"Data without the proper validation and documentation is just pure data," he says. "It’s one thing to have volumes of information in front of you. It’s another thing to be able to dig in there, give everything some context and put it together in a way that everyone in a courtroom can understand."

Do-It-Yourselfers

Companies that develop forensic capabilities in-house use money from the general IT security budget to develop divisions devoted to chasing down evidence after crimes. At Boeing, Motorola and others, for example, CIOs have hired squadrons of network security specialists to double as forensic investigators. Because these companies have so many security concerns, it’s actually cheaper for them to build forensics teams from scratch than to farm out services on a per-case basis.

Microsoft, for instance, has hired Howard Schmidt, former director of computer crime and information warfare at the Air Force Office of Special Investigations, as chief security officer and has groomed a team of 10 investigators to gather digital evidence. Late last year, EDS Corp. launched a Global Information Assurance program structured around a spanking new CyberForensics Lab at the company’s Herndon, Va., office.

Companies can also use forensic techniques to engineer some preemptive security checks. At EDS, for instance, forensic specialists occasionally monitor employee hard drives to make sure nobody’s stealing company secrets.

At Microsoft, Schmidt says his job hinges on much of the same. "With all of the top-secret stuff we have going on here, we need to make sure that none of our employees are taking classified information and sending it elsewhere," he says. "When we’re not tracking down evidence of wrongdoing, we’re proactively searching for it, scanning hard disks in the name of corporate security."

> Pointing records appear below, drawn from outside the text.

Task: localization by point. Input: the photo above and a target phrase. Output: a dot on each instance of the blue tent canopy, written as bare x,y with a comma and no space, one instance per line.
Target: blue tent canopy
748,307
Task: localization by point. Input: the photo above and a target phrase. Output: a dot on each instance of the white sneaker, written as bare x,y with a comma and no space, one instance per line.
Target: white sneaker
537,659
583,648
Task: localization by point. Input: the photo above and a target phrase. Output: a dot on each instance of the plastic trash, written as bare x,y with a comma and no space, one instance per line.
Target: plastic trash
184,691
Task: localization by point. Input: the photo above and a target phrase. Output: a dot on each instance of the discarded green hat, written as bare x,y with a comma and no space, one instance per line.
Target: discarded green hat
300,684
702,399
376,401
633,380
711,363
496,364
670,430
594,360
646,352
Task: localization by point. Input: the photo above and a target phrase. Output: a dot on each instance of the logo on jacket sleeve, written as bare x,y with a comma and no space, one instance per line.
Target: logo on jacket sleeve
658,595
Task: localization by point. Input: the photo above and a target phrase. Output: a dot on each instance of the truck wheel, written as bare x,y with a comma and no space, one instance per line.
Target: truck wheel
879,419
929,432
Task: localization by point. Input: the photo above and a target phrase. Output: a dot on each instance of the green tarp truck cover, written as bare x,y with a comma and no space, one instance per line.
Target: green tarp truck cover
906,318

These projects can get expensive. While they declined to reveal actual figures, Schmidt says Microsoft spends "millions and millions" on forensics every year, and Daryl Eckard, director of operations for EDS’s Global Information Services Group division, says his company threw a "significant" amount behind the new lab. But financing is only the beginning, and even with the necessary funds, establishing an in-house computer forensics program on the corporate level can be tough. First is the issue of education. Investigators who have not received formal law enforcement training must endure rigorous knowledge transfer classes to learn the craft. Second is the issue of policy. McCreight and Schmidt suggest that before IT leaders even think about forensics, they should sit down with representatives from the legal and human resources departments to discuss procedural requirements and other expectations.